On Tuesday, Pass Christian School District in Pass Christian, Miss., had its first day of school since Hurricane Katrina devastated the region.
Pass Christian, a city of about 7,500, is across from the St. Louis Bay on the Gulf Coast.
The district is continually re-enrolling students because all of the files for all 2,000 of their students were lost during the hurricane.
"They believe that most of their kids will come back," said Scott City Elementary School counselor Dr. Debra Rau.
That's why Rau and Scott City High School counselor LaDonna Pratt left around 8 p.m. Wednesday and drove all night in a cramped camper with six other people to offer their services to help counsel and test students. They will also be extra sets of hands to help in the cleanup.
Pratt, her husband, Ron, and their daughter, Lauren; Rau, her daughter, Madison, and Rau's father, Fred Eggley; and two Scott City juniors, Tim Dabbs and Ryan Strauser, loaded the camper and a trailer full of book bags and other school supplies and will spend the next three nights in the camper they drove down in.
"There's no hotels, no buildings there," Ron Pratt said.
They say they expect to encounter closed roads and mountains of debris and have no real concept of what they are getting into.
"I don't know how we could, honestly, prepare ourselves or the students and children for what we're going to walk into," LaDonna Pratt said.
Rau went to the Southeast Missouri School Counselor Association, where local school counselors discussed what they could do to help hurricane-affected schools. Pass Christian posted a request for counseling help on the Mississippi Department of Education Web site.
"They lost everything in their school district," she said.
Classes are meeting in tents, outside and in mobile classrooms. The district is waiting for more mobile classrooms to arrive and their buildings to be rebuilt.
"They don't physically have the space for us to be in the school. There isn't a building," Rau said.
Today the items that were collected -- backpacks for the students, clothes, and other personal care items -- will be distributed.

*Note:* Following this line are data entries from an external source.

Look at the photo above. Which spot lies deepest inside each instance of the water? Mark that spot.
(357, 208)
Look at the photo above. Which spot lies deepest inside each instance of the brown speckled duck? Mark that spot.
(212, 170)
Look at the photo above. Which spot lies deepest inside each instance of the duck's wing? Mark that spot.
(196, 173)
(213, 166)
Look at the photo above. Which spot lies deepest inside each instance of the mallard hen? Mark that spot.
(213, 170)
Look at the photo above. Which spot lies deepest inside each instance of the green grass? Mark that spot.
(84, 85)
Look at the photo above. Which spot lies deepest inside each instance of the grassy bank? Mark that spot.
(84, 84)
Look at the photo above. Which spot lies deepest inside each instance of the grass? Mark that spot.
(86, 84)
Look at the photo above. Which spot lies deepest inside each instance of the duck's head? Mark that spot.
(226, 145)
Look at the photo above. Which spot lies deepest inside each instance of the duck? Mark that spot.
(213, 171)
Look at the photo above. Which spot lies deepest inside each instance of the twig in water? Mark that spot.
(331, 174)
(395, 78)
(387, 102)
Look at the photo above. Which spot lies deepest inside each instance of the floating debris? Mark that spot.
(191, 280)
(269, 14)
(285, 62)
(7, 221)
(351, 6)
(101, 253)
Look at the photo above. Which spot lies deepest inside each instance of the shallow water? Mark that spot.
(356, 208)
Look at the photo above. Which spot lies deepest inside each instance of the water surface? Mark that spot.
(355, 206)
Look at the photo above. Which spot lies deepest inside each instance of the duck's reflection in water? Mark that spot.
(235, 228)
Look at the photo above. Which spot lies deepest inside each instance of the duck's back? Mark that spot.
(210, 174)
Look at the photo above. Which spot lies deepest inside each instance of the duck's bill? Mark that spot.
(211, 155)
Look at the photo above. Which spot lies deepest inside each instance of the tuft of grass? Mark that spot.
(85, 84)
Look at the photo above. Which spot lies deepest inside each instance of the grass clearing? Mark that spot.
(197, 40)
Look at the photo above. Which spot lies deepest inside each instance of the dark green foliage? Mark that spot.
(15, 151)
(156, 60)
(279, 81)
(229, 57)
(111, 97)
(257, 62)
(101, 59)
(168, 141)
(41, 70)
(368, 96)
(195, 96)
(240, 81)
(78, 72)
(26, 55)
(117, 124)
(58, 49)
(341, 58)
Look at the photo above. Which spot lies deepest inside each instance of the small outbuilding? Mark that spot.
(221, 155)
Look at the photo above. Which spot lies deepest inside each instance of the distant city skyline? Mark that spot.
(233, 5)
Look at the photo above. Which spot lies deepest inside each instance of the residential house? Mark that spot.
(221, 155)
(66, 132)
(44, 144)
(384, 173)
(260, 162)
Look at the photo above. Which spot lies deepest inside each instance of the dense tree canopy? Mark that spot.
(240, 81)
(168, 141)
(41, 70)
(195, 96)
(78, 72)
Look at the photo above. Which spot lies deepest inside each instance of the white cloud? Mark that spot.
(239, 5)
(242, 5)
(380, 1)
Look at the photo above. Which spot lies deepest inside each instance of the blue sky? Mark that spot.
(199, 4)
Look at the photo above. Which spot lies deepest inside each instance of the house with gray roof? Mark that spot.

The Rau family vacationed near Pass Christian three weeks before the hurricane hit.
"I knew of this town, and it really hit me that this small town has lost everything," Rau said.
Rau talked with school representatives by phone when they had phone connections available and by e-mail to arrange the trip.
It will take about $2,000 just in fuel costs for the three vehicles to make this trip. The funds have been donated from churches, anonymous donors and MidWest Truck as well as many others.
"It would be impossible to list all the donors," Ron Pratt said. "I've even got a contact in Green Bay that I deal with through work that gave $100."